New York Times-ChatGPT lawsuit poses new legal threats to artificial intelligence

by Julia Shapero - 01/09/24 6:00 AM ET

AP Photo/Mark Lennihan, File
A sign for The New York Times hangs above the entrance to its building, May 6, 2021, in New York.

After a year of explosive growth, generative artificial intelligence (AI) may be facing its most significant legal threat yet from The New York Times.

The Times sued Microsoft and OpenAI, the company behind the popular ChatGPT tool, for copyright infringement shortly before the new year, alleging the companies impermissibly used millions of its articles to train their AI models.

The newspaper joins scores of writers and artists who have sued major technology companies in recent months for training AI on their copyrighted work without permission. Many of these lawsuits have hit road bumps in court.

However, experts believe The Times’s complaint is sharper than earlier AI-related copyright suits.

“I think they have learned from some of the previous losses,” Robert Brauneis, a professor of intellectual property law at the George Washington University Law School, told The Hill.

The Times lawsuit is “a little bit less scattershot in their causes of action,” Brauneis said.

“The attorneys here for the New York Times are careful to avoid just kind of throwing up everything against the wall and seeing what sticks there,” he added. “They’re really concentrated on what they think will stick.”

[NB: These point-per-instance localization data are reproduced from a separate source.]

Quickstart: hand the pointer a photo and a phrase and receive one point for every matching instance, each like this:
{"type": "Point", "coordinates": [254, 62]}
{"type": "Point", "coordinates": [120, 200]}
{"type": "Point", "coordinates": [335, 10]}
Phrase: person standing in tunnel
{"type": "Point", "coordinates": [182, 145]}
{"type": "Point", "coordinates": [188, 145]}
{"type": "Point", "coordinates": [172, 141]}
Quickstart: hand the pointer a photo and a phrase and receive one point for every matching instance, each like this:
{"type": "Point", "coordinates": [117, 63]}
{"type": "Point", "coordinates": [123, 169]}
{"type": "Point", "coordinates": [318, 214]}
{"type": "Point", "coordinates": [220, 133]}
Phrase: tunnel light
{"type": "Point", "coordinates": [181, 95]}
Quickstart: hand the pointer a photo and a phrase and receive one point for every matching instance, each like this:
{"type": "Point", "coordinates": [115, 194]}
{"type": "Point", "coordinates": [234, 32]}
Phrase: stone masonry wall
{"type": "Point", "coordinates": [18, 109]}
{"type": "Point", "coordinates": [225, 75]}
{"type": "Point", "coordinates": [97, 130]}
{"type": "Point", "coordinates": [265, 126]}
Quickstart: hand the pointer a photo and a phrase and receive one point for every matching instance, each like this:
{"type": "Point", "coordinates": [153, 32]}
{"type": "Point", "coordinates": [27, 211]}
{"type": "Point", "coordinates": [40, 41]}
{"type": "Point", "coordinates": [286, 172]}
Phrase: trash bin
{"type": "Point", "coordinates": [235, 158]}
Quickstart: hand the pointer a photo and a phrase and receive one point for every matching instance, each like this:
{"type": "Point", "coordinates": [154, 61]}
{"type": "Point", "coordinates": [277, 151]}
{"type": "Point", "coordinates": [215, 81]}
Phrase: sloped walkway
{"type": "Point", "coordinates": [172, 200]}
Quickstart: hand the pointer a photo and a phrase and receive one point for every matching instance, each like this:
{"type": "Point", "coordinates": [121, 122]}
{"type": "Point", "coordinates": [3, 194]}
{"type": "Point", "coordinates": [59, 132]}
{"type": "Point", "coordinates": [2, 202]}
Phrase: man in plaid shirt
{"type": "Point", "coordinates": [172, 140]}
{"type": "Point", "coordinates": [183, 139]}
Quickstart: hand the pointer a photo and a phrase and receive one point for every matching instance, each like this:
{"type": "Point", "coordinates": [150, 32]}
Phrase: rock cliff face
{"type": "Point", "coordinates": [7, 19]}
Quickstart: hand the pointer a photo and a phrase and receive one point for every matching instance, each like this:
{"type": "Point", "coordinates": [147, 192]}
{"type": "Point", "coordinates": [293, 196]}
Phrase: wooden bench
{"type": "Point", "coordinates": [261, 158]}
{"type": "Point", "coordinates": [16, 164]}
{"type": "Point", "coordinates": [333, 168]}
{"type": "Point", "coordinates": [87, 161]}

Transformation vs. Reproduction

Generative AI models require mass amounts of material for training. Large language models, like OpenAI’s ChatGPT and Microsoft’s Copilot, use the material they are trained on to predict what words are likely to follow a string of text to produce human-like responses.

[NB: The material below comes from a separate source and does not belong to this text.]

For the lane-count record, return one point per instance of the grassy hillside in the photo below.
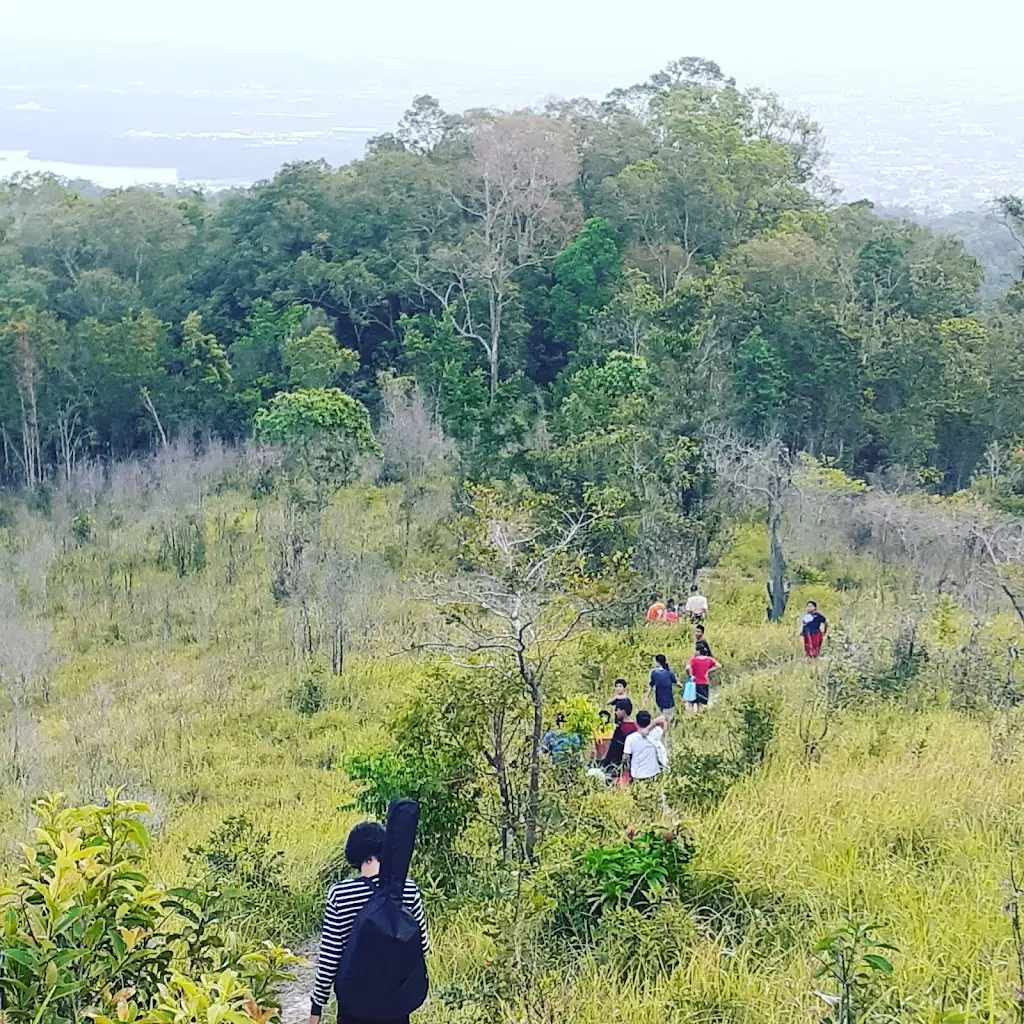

Typically, these AI models are transformative in nature, said Shabbi Khan, co-chair for the Artificial Intelligence, Automation, and Robotics group at law firm Foley & Lardner.

“If you asked it a general query …. it doesn’t do a search and find the right passage and just reproduce the passage,” Khan explained. “It will try to probabilistically create its own version of what needs to be said based on a pattern that it picks up through parsing billions of words of content.”

However, in its suit against OpenAI and Microsoft, the Times alleges the AI models developed by the companies have “memorized” and can sometimes reproduce chunks of the newspaper’s articles.

“If individuals can access The Times’s highly valuable content through Defendants’ own products without having to pay for it and without having to navigate through The Times’s paywall, many will likely do so,” the lawsuit reads.

“Defendants’ unlawful conduct threatens to divert readers, including current and potential subscribers, away from The Times, thereby reducing the subscription, advertising, licensing, and affiliate revenues that fund The Times’s ability to continue producing its current level of groundbreaking journalism,” it adds.

In response to the lawsuit, an OpenAI spokesperson said in a statement that the company respects “the rights of content creators and owners” and is “committed to working with them to ensure they benefit from AI technology and new revenue models.”

While a Times spokesperson said the newspaper “recognizes the power and potential of GenAI for the public and for journalism,” they also emphasized that the AI models were built on “independent journalism and content that is only available because we and our peers reported, edited, and fact-checked it at high cost and with considerable expertise.”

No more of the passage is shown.